Fin mai 2005, le parquet
belge s'était saisi de l'affaire en s'appuyant sur la loi réprimant le
trafic des êtres humains. La justice belge avait décidé le 29 juin 2005,
que Donna devait revenir en Belgique et qu’elle serait sous la
responsabilité des services de l’enfance de la région flamande.
En octobre 2007, le
tribunal d'Utrecht (Pays-Bas) a jugé que Donna resterait dans la famille
néerlandaise
(cf.
Synthèse de presse du 31/10/07).

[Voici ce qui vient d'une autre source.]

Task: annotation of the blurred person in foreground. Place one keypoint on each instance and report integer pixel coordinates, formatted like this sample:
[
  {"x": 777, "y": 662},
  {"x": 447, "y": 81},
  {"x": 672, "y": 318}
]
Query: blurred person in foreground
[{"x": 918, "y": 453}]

Le tribunal, qui devait rendre sa
décision finale sur l'adoption de Donna en mars 2008, vient de trancher
définitivement en faveur du couple néerlandais.
"D. est un petit enfant qui
a besoin de protection afin de bien se développer. Pour D., la relation
la plus importante de sa vie est celle de ceux qui l'élèvent, ses
parents adoptifs. Elle n'a jamais connu d'autres parents qu'eux", a
déclaré le tribunal.
Les juges n'ont pas accordé de
droit de visite au père biologique. Ils ont permis que les services de
protection de l'enfance puissent organiser une éventuelle rencontre.
"Nous ne comprenons
pas qu'un enlèvement d'enfant, que représente la vente de ma fille sur
Internet, puisse être avalisé dans un pays européen", a déploré Bart
Philtjens, père biologique de Donna.
En France, avoir recours à une
mère porteuse est interdit. En Belgique, c'est autorisé.